Amid the current market environment, a key question has emerged around how existing conditions could alter low-carbon spending plans of upstream oil and gas companies. On the one hand, the surge in commodity prices could entice these companies to reallocate capital away from the low-carbon segment toward oil and gas; meanwhile, rising energy security concerns could lead to greater support from policymakers, capital markets, and the general public for increased investment in traditional energies. Alternatively, companies could view current concerns around energy security as leading to an acceleration of the energy transition; furthermore, rising cash flow as a result of higher oil and gas price realizations and improved refining margins could also accelerate low-carbon spending.
This question is especially pertinent for the global and European integrated oil companies peer group, given elevated absolute and relative spending levels on the low-carbon segment. Thus far, current low-carbon spending plans for these companies remain intact, and IHS Markit is forecasting over $15 billion in aggregate organic low-carbon spending from this peer group in 2022, up from an estimated $11 billion in 2021. Spending at these levels in 2022 would equate to 12.6% of total projected organic investment from the peer group, compared with 10.9% in 2021 (and up from less than 7% in 2020). Over the longer term, IHS Markit is forecasting sustained growth in spending on new energies and decarbonization, with aggregate organic low-carbon investment from the peer group rising to $30 billion in 2025 and to $44 billion by 2030.
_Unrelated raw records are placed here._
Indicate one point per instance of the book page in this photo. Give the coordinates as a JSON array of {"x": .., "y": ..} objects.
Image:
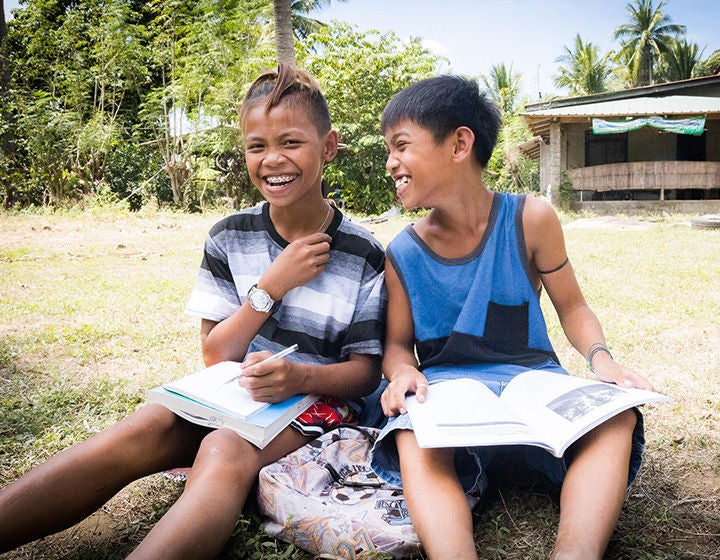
[
  {"x": 464, "y": 412},
  {"x": 215, "y": 387},
  {"x": 564, "y": 407}
]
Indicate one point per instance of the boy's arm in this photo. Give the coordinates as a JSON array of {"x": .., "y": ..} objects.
[
  {"x": 278, "y": 380},
  {"x": 546, "y": 251},
  {"x": 399, "y": 362},
  {"x": 301, "y": 261}
]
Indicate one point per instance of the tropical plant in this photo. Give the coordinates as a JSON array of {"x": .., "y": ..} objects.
[
  {"x": 710, "y": 66},
  {"x": 359, "y": 72},
  {"x": 291, "y": 22},
  {"x": 645, "y": 37},
  {"x": 503, "y": 85},
  {"x": 284, "y": 38},
  {"x": 582, "y": 70},
  {"x": 680, "y": 62}
]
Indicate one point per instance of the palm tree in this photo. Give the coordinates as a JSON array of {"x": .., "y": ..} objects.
[
  {"x": 291, "y": 21},
  {"x": 680, "y": 62},
  {"x": 583, "y": 70},
  {"x": 503, "y": 85},
  {"x": 284, "y": 38},
  {"x": 646, "y": 36}
]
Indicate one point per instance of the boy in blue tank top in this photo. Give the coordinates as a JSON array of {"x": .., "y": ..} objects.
[{"x": 463, "y": 296}]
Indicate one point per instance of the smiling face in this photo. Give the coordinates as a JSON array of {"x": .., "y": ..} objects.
[
  {"x": 415, "y": 162},
  {"x": 285, "y": 153}
]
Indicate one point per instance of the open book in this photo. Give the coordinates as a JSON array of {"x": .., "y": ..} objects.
[
  {"x": 212, "y": 397},
  {"x": 539, "y": 408}
]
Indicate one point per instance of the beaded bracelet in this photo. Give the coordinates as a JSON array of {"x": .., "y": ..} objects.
[{"x": 597, "y": 348}]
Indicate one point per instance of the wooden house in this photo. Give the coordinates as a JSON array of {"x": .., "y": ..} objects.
[{"x": 649, "y": 148}]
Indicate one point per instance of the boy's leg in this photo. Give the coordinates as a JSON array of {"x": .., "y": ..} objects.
[
  {"x": 594, "y": 489},
  {"x": 436, "y": 501},
  {"x": 74, "y": 483},
  {"x": 202, "y": 520}
]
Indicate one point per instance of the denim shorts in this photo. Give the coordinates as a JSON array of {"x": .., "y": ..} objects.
[{"x": 472, "y": 463}]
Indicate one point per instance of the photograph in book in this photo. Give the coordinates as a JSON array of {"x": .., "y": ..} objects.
[{"x": 540, "y": 408}]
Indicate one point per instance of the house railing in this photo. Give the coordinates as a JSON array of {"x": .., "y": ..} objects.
[{"x": 647, "y": 175}]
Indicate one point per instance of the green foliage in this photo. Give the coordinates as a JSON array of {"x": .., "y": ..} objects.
[
  {"x": 680, "y": 61},
  {"x": 359, "y": 72},
  {"x": 583, "y": 71},
  {"x": 645, "y": 36}
]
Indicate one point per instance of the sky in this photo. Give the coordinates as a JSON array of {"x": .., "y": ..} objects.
[{"x": 527, "y": 34}]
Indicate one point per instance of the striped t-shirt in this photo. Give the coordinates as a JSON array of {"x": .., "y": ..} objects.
[{"x": 339, "y": 312}]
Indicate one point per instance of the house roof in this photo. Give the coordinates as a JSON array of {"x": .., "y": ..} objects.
[{"x": 696, "y": 97}]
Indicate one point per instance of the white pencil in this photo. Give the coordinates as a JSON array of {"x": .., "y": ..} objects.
[{"x": 284, "y": 352}]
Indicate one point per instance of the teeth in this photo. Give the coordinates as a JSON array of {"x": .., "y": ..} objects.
[{"x": 279, "y": 179}]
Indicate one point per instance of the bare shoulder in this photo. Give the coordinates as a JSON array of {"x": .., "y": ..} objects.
[
  {"x": 544, "y": 236},
  {"x": 539, "y": 218}
]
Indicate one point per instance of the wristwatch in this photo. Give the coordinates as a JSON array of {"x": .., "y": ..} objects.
[{"x": 261, "y": 301}]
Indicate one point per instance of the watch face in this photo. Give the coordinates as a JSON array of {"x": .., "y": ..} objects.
[{"x": 260, "y": 300}]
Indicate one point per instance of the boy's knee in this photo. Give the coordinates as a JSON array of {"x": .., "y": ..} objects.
[
  {"x": 224, "y": 450},
  {"x": 624, "y": 422}
]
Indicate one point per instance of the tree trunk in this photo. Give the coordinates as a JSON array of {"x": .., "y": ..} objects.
[{"x": 284, "y": 39}]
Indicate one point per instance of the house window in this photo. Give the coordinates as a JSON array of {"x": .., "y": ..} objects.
[
  {"x": 605, "y": 148},
  {"x": 691, "y": 148}
]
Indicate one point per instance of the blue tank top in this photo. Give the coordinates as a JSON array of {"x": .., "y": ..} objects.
[{"x": 480, "y": 309}]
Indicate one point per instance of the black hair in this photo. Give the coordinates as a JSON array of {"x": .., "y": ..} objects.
[
  {"x": 442, "y": 105},
  {"x": 289, "y": 85}
]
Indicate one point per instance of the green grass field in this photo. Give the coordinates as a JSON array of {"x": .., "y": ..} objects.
[{"x": 91, "y": 316}]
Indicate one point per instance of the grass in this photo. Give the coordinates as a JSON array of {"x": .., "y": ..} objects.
[{"x": 91, "y": 316}]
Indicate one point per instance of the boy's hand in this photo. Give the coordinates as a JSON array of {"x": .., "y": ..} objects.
[
  {"x": 610, "y": 371},
  {"x": 301, "y": 261},
  {"x": 272, "y": 381},
  {"x": 410, "y": 380}
]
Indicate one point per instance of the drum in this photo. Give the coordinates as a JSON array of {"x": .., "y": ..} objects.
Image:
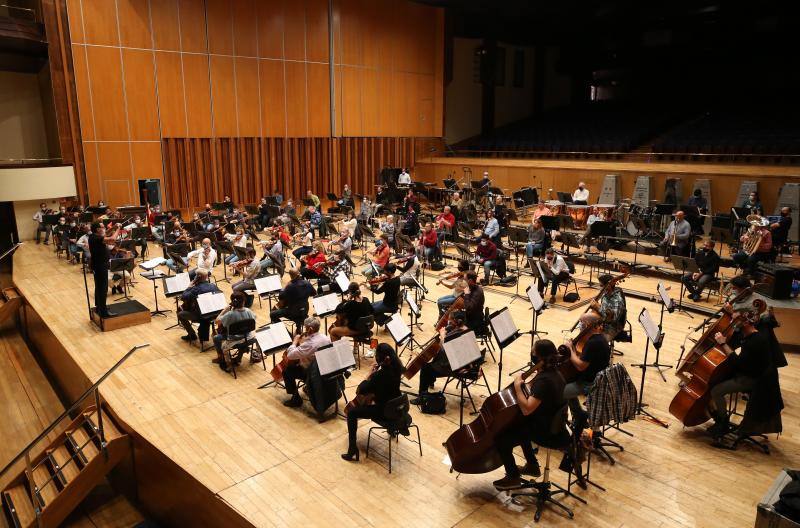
[
  {"x": 606, "y": 211},
  {"x": 556, "y": 207},
  {"x": 579, "y": 214}
]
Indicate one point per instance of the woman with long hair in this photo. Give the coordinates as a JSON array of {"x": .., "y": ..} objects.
[{"x": 381, "y": 386}]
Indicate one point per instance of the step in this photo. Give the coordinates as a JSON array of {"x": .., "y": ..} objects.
[
  {"x": 67, "y": 467},
  {"x": 110, "y": 429},
  {"x": 46, "y": 485},
  {"x": 17, "y": 503},
  {"x": 82, "y": 445}
]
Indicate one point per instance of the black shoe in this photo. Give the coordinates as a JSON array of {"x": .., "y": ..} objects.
[
  {"x": 294, "y": 401},
  {"x": 351, "y": 456}
]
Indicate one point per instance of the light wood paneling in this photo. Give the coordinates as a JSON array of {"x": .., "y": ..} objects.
[
  {"x": 247, "y": 97},
  {"x": 140, "y": 92},
  {"x": 171, "y": 104},
  {"x": 273, "y": 98},
  {"x": 220, "y": 26},
  {"x": 296, "y": 100},
  {"x": 198, "y": 94},
  {"x": 193, "y": 25},
  {"x": 100, "y": 23},
  {"x": 223, "y": 96},
  {"x": 134, "y": 16},
  {"x": 107, "y": 97},
  {"x": 245, "y": 37},
  {"x": 166, "y": 27}
]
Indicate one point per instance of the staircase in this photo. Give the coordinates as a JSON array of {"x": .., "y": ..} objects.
[
  {"x": 10, "y": 301},
  {"x": 57, "y": 478}
]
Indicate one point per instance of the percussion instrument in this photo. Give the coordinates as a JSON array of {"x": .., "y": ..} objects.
[{"x": 579, "y": 214}]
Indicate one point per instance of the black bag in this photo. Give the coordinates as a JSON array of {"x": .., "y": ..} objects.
[
  {"x": 571, "y": 297},
  {"x": 433, "y": 403}
]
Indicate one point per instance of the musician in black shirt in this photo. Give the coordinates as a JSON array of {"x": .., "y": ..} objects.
[
  {"x": 539, "y": 405},
  {"x": 383, "y": 384},
  {"x": 350, "y": 311},
  {"x": 708, "y": 262},
  {"x": 98, "y": 249},
  {"x": 390, "y": 288}
]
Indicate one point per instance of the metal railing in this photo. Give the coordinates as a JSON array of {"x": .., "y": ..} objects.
[{"x": 99, "y": 434}]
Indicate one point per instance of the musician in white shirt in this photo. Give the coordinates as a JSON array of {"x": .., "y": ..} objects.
[
  {"x": 556, "y": 271},
  {"x": 581, "y": 195}
]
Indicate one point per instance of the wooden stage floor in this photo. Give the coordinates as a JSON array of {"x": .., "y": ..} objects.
[{"x": 279, "y": 467}]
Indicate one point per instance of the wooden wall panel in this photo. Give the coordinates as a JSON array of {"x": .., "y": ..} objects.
[
  {"x": 219, "y": 18},
  {"x": 273, "y": 98},
  {"x": 245, "y": 36},
  {"x": 134, "y": 16},
  {"x": 296, "y": 103},
  {"x": 247, "y": 97},
  {"x": 223, "y": 96},
  {"x": 107, "y": 97},
  {"x": 100, "y": 23},
  {"x": 166, "y": 25},
  {"x": 82, "y": 89},
  {"x": 198, "y": 95},
  {"x": 140, "y": 93},
  {"x": 171, "y": 105},
  {"x": 192, "y": 18}
]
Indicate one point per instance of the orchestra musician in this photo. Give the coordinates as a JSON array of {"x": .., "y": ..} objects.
[
  {"x": 381, "y": 386},
  {"x": 556, "y": 271},
  {"x": 458, "y": 284},
  {"x": 233, "y": 313},
  {"x": 380, "y": 256},
  {"x": 99, "y": 253},
  {"x": 677, "y": 237},
  {"x": 293, "y": 300},
  {"x": 580, "y": 196},
  {"x": 389, "y": 286},
  {"x": 539, "y": 403},
  {"x": 593, "y": 358},
  {"x": 190, "y": 311},
  {"x": 708, "y": 262},
  {"x": 300, "y": 354},
  {"x": 758, "y": 227},
  {"x": 612, "y": 309},
  {"x": 349, "y": 312}
]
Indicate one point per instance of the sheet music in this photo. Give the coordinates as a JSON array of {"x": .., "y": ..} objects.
[
  {"x": 412, "y": 303},
  {"x": 211, "y": 302},
  {"x": 152, "y": 263},
  {"x": 503, "y": 325},
  {"x": 536, "y": 300},
  {"x": 272, "y": 337},
  {"x": 665, "y": 298},
  {"x": 342, "y": 281},
  {"x": 177, "y": 283},
  {"x": 398, "y": 328},
  {"x": 462, "y": 350},
  {"x": 325, "y": 304},
  {"x": 268, "y": 284},
  {"x": 650, "y": 327},
  {"x": 338, "y": 356}
]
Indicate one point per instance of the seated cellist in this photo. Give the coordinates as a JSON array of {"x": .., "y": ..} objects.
[{"x": 539, "y": 405}]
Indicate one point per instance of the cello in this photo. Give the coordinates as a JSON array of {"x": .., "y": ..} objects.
[
  {"x": 471, "y": 447},
  {"x": 706, "y": 365}
]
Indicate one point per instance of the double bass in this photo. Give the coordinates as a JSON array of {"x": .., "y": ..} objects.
[
  {"x": 471, "y": 447},
  {"x": 706, "y": 365}
]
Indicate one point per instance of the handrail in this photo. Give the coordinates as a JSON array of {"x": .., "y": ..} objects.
[{"x": 73, "y": 407}]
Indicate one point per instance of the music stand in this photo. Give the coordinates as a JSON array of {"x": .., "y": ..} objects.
[
  {"x": 272, "y": 338},
  {"x": 656, "y": 336},
  {"x": 683, "y": 264},
  {"x": 505, "y": 332}
]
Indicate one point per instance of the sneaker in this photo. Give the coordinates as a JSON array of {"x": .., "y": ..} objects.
[{"x": 507, "y": 483}]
IHS Markit believes that these current low-carbon spending estimates for several members of the peer group are likely to be further revised upward—both on an absolute basis, as well as relative to total investment—in the coming years. However, with current low-carbon spending guidance already at elevated levels relative to total capex budgets, the scope for further upward revisions is more limited than what has been seen in recent years. In addition, an alternative scenario could involve a sustained period of high commodity prices incentivizing a reallocation of investment by these companies toward oil and (especially) gas—particularly if such a trend coincides with renewed support from capital markets toward investment in traditional energies. As a result, while the expected direction of travel for low-carbon spending from this group of companies remains upward, current market conditions have increased the uncertainty around this outlook.